There is also the issue of pressure. In our qualitative study, respondents reported that (mostly) girls often received repeated pressure from their partners to engage in sexting. Some girls believe that sexting is expected from them – often because their boyfriend has explicitly said so – and fear that, if they don’t comply, the relationship might end. One of the female participants in our interviews said: ‘Most of the times if you don’t do it, then they will say, well don’t you trust me? We are in a relationship, right?’
To reduce the risk of sexting due to pressure, we can teach teenagers how to negotiate with their partners. Although there’s no research to date on effective negotiation around sexting, some strategies from research on condom use might be useful. For example, direct communication and sharing information about risk are both effective strategies for increasing condom use; the same approaches might be helpful for those who feel uncomfortable sending sexts.
The most effective way to reduce digital abusive behaviours is by encouraging bystanders to act in the right way
Of course, not all responsibility for safer sexting should be placed on the shoulders of the person in the image. Safer sexting education should also involve a broader discussion about the responsibilities that come with receiving a sext. It has to be made clear that forwarding a sext without consent constitutes a form of sexual abuse that can have a long-lasting impact on the victim. In many countries, it is illegal to forward a sexted image from another person.
Then there are the bystanders – the teenagers who receive the forwarded sexts and then forward them on again, or who join in the bullying or gossiping about the victim. A lot of the damage during sexting incidents is done by these individuals. From research on cyberbullying, we know that the most effective way to reduce digital abusive behaviours is by encouraging bystanders to act in the right way, and this could be harnessed to teach young people how to respond to forwarded sexts. Besides not sharing the image, we could encourage teenagers to condemn and reprimand anyone who does; to comfort and help the victim; and to reach out to teachers or other trusted adults for help. If we can stop sexts from spreading through social networks, the negative consequences for the original sender are considerably reduced.

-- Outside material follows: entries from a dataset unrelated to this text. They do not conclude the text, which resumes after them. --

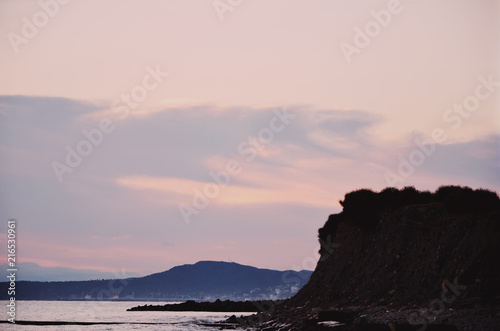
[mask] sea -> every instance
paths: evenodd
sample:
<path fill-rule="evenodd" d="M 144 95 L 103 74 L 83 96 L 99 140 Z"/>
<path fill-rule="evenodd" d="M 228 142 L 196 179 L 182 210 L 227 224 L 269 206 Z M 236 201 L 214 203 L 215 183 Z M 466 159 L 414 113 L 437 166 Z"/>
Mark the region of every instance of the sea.
<path fill-rule="evenodd" d="M 9 318 L 8 301 L 0 301 L 4 313 L 2 320 Z M 143 305 L 164 305 L 167 302 L 140 301 L 17 301 L 16 321 L 92 322 L 92 325 L 20 325 L 1 323 L 0 330 L 30 331 L 104 331 L 104 330 L 218 330 L 203 326 L 227 319 L 231 315 L 253 313 L 172 312 L 172 311 L 127 311 Z M 173 303 L 173 302 L 168 302 Z M 106 322 L 121 324 L 104 324 Z M 99 324 L 103 323 L 103 324 Z"/>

Lastly, adults can help too. It’s hard for parents and educators to engage in conversations about sexting, but they could try starting a broad conversation about safer internet use and sexting whenever these topics are discussed on the news or on TV. Parents can ask their children about their favourite social media apps so that they’re aware of their features and understand the importance of smartphones in their children’s lives.
Most importantly, they can make it clear that they’re always available in case their children experience problems online and that they will never threaten to take away their access to the internet or their smartphone. Teenagers are often scared to report the problems that they experience online to their parents because they’re afraid that adults will overreact, or take away access to their phones.
Safer sexting education ultimately means that we have to destigmatise sexting and recognise its role as a normal form of sexual communication. While we can’t make sexting completely safe, we can make it safer. We can teach teenagers to mitigate risks while allowing them to experiment with their sexuality.